The I.D. R Pikes Peak features two electric engines that generate a system capacity of 500 kW, capable of taking the vehicle from 0-100 km/h in 2.25 seconds. That power will be put to the test on the infamous Pikes Peak route, a 19.99km ascent that features 156 turns and climbs almost 1.5km to the summit of the Colorado mountain. According to VW, the goal is to claim the record for electric vehicles, which currently stands at 8:57.118 minutes. It is also hoped that lessons from the venture can be applied across Volkswagen’s electric I.D. range.
"The Pikes Peak hill climb is one of the world’s most renowned car races,” said VW board member for development, Dr Frank Welsch. “It poses an enormous challenge and is therefore excellently suited to proving the capabilities of upcoming technologies."
“Volkswagen’s involvement on Pikes Peak not only sets the trend for our future in motorsport, but is also of great symbolic significance in the truest sense. Customers have always benefitted from the findings made in motorsport, and we expect to take these findings and use them as a valuable impetus for the development of future I.D. models. The hill climb on Pikes Peak will definitely be a real acid test for the electric drive.”

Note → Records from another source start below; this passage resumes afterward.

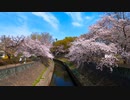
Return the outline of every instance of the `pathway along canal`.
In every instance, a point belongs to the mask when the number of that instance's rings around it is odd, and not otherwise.
[[[78,80],[74,80],[74,76],[72,76],[72,73],[68,72],[68,69],[66,68],[62,62],[54,60],[55,62],[55,69],[53,73],[53,77],[50,83],[50,86],[80,86],[80,83],[77,83]]]

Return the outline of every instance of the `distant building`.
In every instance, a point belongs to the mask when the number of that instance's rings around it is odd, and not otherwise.
[[[8,59],[8,56],[5,54],[4,51],[0,51],[0,58],[2,58],[2,59]]]
[[[5,52],[4,51],[0,51],[0,58],[3,58],[5,56]]]

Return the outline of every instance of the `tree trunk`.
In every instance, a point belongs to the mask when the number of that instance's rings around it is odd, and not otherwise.
[[[126,59],[124,59],[124,64],[126,64],[127,62],[126,62]]]
[[[7,56],[8,56],[8,58],[9,58],[9,60],[10,60],[10,58],[11,58],[10,54],[7,54]]]

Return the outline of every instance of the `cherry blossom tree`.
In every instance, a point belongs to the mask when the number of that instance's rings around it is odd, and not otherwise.
[[[52,42],[54,41],[53,37],[47,32],[44,32],[41,34],[37,32],[32,33],[30,37],[33,40],[39,40],[43,45],[46,45],[49,47],[52,47]]]
[[[65,37],[63,40],[58,40],[53,43],[53,47],[51,48],[52,53],[55,57],[64,57],[67,54],[68,48],[71,46],[71,42],[73,42],[76,37]]]
[[[73,45],[69,48],[70,61],[77,64],[77,68],[84,62],[94,62],[97,64],[97,69],[102,70],[103,67],[108,67],[112,71],[113,67],[117,67],[118,59],[115,57],[117,54],[117,48],[114,43],[106,45],[105,43],[95,42],[94,38],[85,40],[80,38],[73,42]],[[105,57],[105,55],[109,57]],[[114,59],[114,60],[113,60]]]
[[[118,44],[119,55],[124,61],[129,57],[123,56],[130,50],[130,20],[127,18],[116,19],[113,16],[104,16],[96,24],[90,26],[90,31],[102,42]]]
[[[73,42],[66,55],[70,61],[77,63],[77,67],[84,62],[94,62],[97,69],[108,67],[113,71],[113,67],[118,67],[116,55],[130,59],[130,20],[107,15],[90,26],[89,30],[88,35],[80,36]]]
[[[13,55],[17,48],[20,46],[20,44],[23,42],[24,40],[24,36],[1,36],[0,37],[1,40],[1,48],[0,50],[4,51],[8,58],[11,58],[11,55]]]
[[[50,48],[43,45],[39,40],[33,40],[29,37],[24,39],[24,42],[15,52],[15,56],[19,53],[22,53],[25,57],[36,55],[37,57],[53,58],[53,55],[50,53]]]
[[[106,12],[109,16],[114,16],[115,19],[130,19],[130,12]]]

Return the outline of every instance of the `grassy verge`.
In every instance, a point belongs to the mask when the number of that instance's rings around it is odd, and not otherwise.
[[[40,79],[42,79],[43,74],[46,72],[48,67],[45,67],[45,69],[42,71],[42,73],[39,75],[39,77],[33,82],[33,86],[36,86],[37,83],[39,83]]]
[[[67,58],[59,58],[59,60],[65,62],[76,77],[80,76],[80,73],[78,72],[74,63],[70,62]]]
[[[58,59],[65,62],[69,66],[70,69],[76,68],[76,66],[72,62],[70,62],[67,58],[58,58]]]

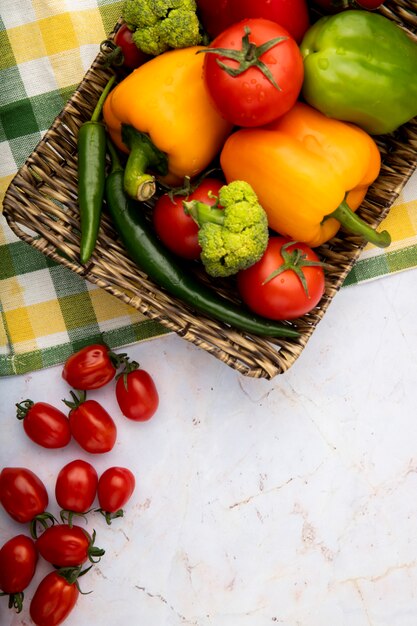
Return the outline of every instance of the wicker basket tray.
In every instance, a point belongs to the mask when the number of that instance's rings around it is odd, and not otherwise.
[[[417,1],[388,1],[379,12],[416,37]],[[115,32],[119,26],[120,23]],[[12,180],[4,200],[4,214],[10,227],[18,237],[54,261],[242,374],[271,379],[286,371],[300,356],[360,255],[364,241],[341,230],[337,237],[317,249],[328,265],[325,294],[313,311],[295,322],[300,331],[296,340],[270,341],[196,314],[159,289],[133,264],[105,214],[92,262],[88,267],[80,265],[77,134],[80,125],[91,115],[110,75],[104,57],[99,54],[72,98]],[[377,142],[382,154],[381,172],[358,211],[374,227],[387,215],[417,167],[417,120],[392,135],[377,138]],[[151,209],[150,204],[147,210]],[[233,280],[216,282],[212,287],[239,302]]]

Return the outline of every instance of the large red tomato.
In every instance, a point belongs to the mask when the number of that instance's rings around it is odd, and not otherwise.
[[[299,43],[310,25],[306,0],[197,0],[197,6],[211,37],[246,17],[263,17],[283,26]]]
[[[303,59],[295,40],[279,24],[242,20],[202,52],[211,100],[232,124],[262,126],[294,106],[303,84]]]
[[[171,252],[190,261],[200,258],[198,226],[184,211],[184,200],[199,200],[208,205],[216,202],[219,189],[224,182],[215,178],[205,178],[189,193],[164,193],[158,198],[152,212],[156,234]]]
[[[324,270],[306,244],[270,237],[260,261],[239,272],[237,285],[243,302],[254,313],[273,320],[293,320],[320,301]]]

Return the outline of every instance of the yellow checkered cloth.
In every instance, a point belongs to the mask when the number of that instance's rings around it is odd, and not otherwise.
[[[0,201],[113,29],[113,0],[3,0]],[[391,210],[388,250],[368,246],[346,284],[417,265],[417,177]],[[0,215],[0,375],[61,363],[104,340],[116,348],[167,332],[18,240]]]

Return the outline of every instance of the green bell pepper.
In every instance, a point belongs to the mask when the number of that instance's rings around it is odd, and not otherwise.
[[[322,17],[300,49],[302,95],[325,115],[370,135],[417,115],[417,44],[388,18],[360,10]]]

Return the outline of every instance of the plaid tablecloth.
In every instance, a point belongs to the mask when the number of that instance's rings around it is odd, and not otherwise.
[[[76,89],[120,15],[114,0],[2,0],[0,202],[17,169]],[[368,246],[346,285],[417,265],[417,175],[383,225],[388,251]],[[0,215],[0,376],[61,363],[104,340],[112,348],[167,332],[18,240]]]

About 20 per cent of the power required to climb the course will come from regenerative braking, with the electricity being fed back to the vehicle’s lithium-ion batteries. At the wheel for the record attempt will be two-time Le Mans winner Romain Dumas, who also has three Pikes Peaks titles to his name. With each vehicle permitted just a single attempt on the course, the race is as much a test of the driver’s skill as of the technology, comparable in some ways to the Nürburgring. Unlike the Nürburgring, however, testing on Pikes Peake is strictly limited, with the full length of the hill climb only available for racing on a single day each year.